The loadings on PC3 clearly reflected the unimodal seasonal rainfall in the upstream area and the bimodal rainfall in the downstream area. The spatial pattern of ET depicted by PC3 shows that the effects of January–Februry rainfall during ONDJFMA is substantial in the upstream areas as compared to the downstream areas. This is the minimum spatial differentiation of rainfall that a distributed hydrological model in the Wami River basin should account for. The pattern of PC4 reflected the lee effect during strong easterly rainfall periods and the weak westerly rainfall effects from the southern Congo basin [
71,
74], however, the pattern is more pronounced during extreme rainfall events.
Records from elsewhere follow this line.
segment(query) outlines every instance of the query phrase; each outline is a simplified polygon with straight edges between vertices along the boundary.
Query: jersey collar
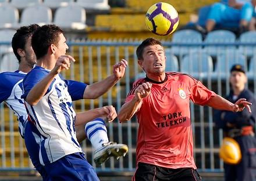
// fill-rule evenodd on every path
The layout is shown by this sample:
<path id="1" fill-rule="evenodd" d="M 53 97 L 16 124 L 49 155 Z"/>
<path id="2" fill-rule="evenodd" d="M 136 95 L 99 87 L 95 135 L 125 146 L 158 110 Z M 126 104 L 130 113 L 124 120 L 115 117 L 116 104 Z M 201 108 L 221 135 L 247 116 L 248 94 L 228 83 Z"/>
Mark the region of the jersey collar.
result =
<path id="1" fill-rule="evenodd" d="M 145 78 L 145 79 L 147 81 L 147 82 L 151 82 L 152 83 L 154 84 L 163 84 L 165 83 L 165 82 L 166 82 L 167 81 L 167 76 L 166 74 L 165 74 L 165 77 L 163 81 L 161 81 L 161 82 L 158 82 L 158 81 L 155 81 L 154 80 L 151 79 L 150 78 L 149 78 L 147 75 L 146 75 L 146 78 Z"/>

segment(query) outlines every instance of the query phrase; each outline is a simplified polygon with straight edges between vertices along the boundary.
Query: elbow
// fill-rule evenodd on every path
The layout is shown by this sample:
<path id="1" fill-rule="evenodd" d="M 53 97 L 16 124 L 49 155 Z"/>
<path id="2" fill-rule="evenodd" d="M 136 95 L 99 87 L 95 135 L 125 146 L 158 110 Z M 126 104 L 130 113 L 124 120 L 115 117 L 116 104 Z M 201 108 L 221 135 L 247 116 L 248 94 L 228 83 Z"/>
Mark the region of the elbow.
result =
<path id="1" fill-rule="evenodd" d="M 32 100 L 30 100 L 29 99 L 26 99 L 26 102 L 30 106 L 36 106 L 38 103 L 38 102 L 33 101 Z"/>
<path id="2" fill-rule="evenodd" d="M 130 118 L 127 118 L 125 116 L 121 115 L 120 114 L 118 115 L 118 120 L 119 120 L 119 121 L 120 122 L 127 121 L 130 120 Z"/>

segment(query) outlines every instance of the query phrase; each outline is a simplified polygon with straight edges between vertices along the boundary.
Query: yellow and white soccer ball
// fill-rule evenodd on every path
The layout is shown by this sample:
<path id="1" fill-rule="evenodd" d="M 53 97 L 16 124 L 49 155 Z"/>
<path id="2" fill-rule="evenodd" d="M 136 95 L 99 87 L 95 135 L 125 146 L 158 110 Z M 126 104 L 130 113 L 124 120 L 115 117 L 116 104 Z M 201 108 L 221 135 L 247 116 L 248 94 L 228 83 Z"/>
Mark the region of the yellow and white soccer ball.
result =
<path id="1" fill-rule="evenodd" d="M 148 9 L 145 17 L 146 26 L 152 32 L 167 35 L 177 28 L 179 16 L 175 8 L 165 2 L 158 2 Z"/>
It is remarkable that remote sensing ET data (i.e., PCs) gave information about prevailing and peculiar patterns of rainfall as well. In the short-term, ET was likely to decrease during single rainstorms due to high air humidity and low irradiation and temperature. However, given the limited temporal resolution of the MODIS ET data, this effect seemed to be negligible. In contrast, in the mid-term after heavy rainfall more water was available for plant uptake and thus, likely boosted ET, especially in regions with antecedent limited water supply. This plant response might be delayed due to the time needed for budding of perennial plants or for germinating and growth of annual plants, thus depending on the vegetation type and thus reflecting its spatial patterns. The summary of findings of principal components and their inferences for water resources management and distributed hydrological modelling in the Wami River basin is shown in
Table 4.
5. Conclusions
Planning and managing water resources, and modelling to support the former requires a sound understanding of the hydrologic cycle of the river basin. However, many regions of the world lack extensive monitoring networks of river gauges and groundwater observation wells required for hydrologists to base their advice and their models upon. On the other hand, high-quality remote sensing products are now globally available. We recommend using these products for water resources management and planning, for hydrological system analysis prior to setting up the models and testing them. In this study, inferences regarding hydrological behaviour were derived from a PCA of MODIS ET data.
We showed how a time series of MODIS ET data could be used to assess hydrological behaviour in the data-scarce region of the Wami River basin in Sub-Saharan Africa. A PCA was applied to extract prevailing and peculiar spatial patterns for different seasons and possible long-term trends. The main results elucidated the mean behaviour of ET, illustrated the distinctive behaviour of natural forests, helped to identify regions of shallow groundwater, and clearly pointed to long-term shifts in degrading vegetation cover in parts of the river basin. In addition, the results allowed reduction of the number of land use classes to be considered in the distributed hydrological model of the river basin. We conclude that these findings will highly improve the task of setting up and calibrating or validating the subsequent distributed hydrological model in the Wami River basin.